Update November 5th, 8:00PM ET: SpaceX’s Falcon 9 rocket successfully took off from Cape Canaveral, Florida, and deployed the GPS III SV04 satellite about an hour and a half later. The Falcon 9’s first stage also successfully landed on SpaceX’s drone ship following takeoff.
Original Story: Thursday night, SpaceX is slated to launch a new, upgraded GPS satellite for the US Space Force from Cape Canaveral, Florida — the latest spacecraft intended to help modernize the current GPS fleet. This will be the fourth GPS satellite of its kind to launch in the last three years, and the third one to be launched by SpaceX.
The satellite going up on this flight is GPS III SV04, which will become one of 31 primary GPS satellites in orbit. This vehicle is part of a new block of GPS III spacecraft intended to slowly replace the current aging GPS vehicles. Built by Lockheed Martin, these GPS III satellites are supposed to be three times more accurate than their predecessors and have more advanced “anti-jamming” capabilities to prevent cyberattacks, thanks to a new M-Code signal embedded in the satellite.
The GPS III satellites are also meant to be more user-friendly for civilians. The vehicles sport a new “civil signal” that allows them to more easily communicate with other satellite navigation systems in space, notably Europe’s Galileo constellation of more than two dozen spacecraft. That way, civilians and commercial users looking to tap into the system will have more potential spacecraft overhead at any given time.
It’s been a slow process launching these GPS III replacements, marked by technological and testing delays, as well as delays related to the COVID-19 pandemic. However, Lockheed Martin says the fifth satellite is ready to go and awaiting its launch date. In the meantime, five more GPS III satellites are in production, according to the company, and three of them are fully built and undergoing tests. Once GPS III SV04 launches, up to 12 percent of the current GPS constellation will consist of the new satellites.
SpaceX also had some trouble with its Falcon 9 rocket leading up to this flight. This mission was originally set to take off on October 2nd, but the rocket stopped itself from launch just 2 seconds before liftoff. SpaceX later learned that two of the rocket’s nine main engines had tried to ignite earlier than expected, triggering the abort. The early startup was caused by a red lacquer that had been left inside the engines during their construction. SpaceX has replaced the engines and hopes the problem has been solved.
NASA is keeping a close eye on this launch.

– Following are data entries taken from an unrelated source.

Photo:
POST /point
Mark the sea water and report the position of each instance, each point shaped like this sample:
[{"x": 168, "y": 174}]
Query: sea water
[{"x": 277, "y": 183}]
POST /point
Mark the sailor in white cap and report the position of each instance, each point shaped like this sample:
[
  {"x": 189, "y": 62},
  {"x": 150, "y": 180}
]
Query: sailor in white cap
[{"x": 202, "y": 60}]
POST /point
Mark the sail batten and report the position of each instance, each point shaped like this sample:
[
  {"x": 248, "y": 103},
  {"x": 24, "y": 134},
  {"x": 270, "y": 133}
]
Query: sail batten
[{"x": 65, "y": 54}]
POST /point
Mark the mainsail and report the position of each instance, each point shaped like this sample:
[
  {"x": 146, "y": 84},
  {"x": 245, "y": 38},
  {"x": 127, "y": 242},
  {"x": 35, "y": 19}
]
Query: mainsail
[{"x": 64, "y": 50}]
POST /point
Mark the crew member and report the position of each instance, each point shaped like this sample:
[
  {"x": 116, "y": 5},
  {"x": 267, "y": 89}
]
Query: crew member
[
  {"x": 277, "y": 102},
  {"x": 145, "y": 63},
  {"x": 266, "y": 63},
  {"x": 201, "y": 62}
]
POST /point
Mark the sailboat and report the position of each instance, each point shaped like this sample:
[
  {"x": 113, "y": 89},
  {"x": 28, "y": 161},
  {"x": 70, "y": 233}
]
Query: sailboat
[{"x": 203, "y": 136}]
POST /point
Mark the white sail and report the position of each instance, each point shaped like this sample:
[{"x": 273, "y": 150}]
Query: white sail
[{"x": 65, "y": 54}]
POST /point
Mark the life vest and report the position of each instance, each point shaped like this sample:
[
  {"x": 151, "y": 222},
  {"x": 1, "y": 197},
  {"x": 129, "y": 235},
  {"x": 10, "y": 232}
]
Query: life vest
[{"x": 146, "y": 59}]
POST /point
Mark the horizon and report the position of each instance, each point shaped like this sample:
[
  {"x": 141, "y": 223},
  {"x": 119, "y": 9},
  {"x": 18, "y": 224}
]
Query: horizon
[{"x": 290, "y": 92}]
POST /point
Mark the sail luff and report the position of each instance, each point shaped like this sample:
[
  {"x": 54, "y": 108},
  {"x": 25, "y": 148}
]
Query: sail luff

The same red lacquer that caused the early ignition was found in the engines of the Falcon 9 rocket slated to carry astronauts to the International Space Station this month. The engines are being replaced in that rocket too, but NASA wants to make sure that the GPS launch gets off the ground safely before humans get on the Falcon 9 again.
Takeoff of GPS III SV04 is scheduled for 6:24PM ET, on top of SpaceX’s Falcon 9 rocket from the Cape Canaveral Air Force Station in Florida. SpaceX is using an entirely new Falcon 9 rocket for the job, though in September, the Space Force’s Space and Missile Systems Center announced it will allow SpaceX to launch two future GPS III satellites on the company’s used Falcon 9 rockets. For this launch, SpaceX still plans to recover the Falcon 9 following the flight and will attempt to land the rocket on one of the company’s floating drone ships in the Atlantic Ocean.
For now, weather is looking okay for launch with a 60 percent chance of favorable conditions. Tune in tonight to see if SpaceX can get its rocket off the ground this week. Live coverage is scheduled to begin 15 minutes before takeoff.
Update November 5th, 4:45PM ET: This article was updated to include new information about the current launch date and the reason behind the October 2nd abort.
Update October 2nd, 10:00PM ET: Just 2 seconds before liftoff, SpaceX stopped the launch of its Falcon 9 rocket, without giving a clear indication of what went wrong. The next opportunity for SpaceX to fly is Saturday evening, though a launch date hasn’t been confirmed yet.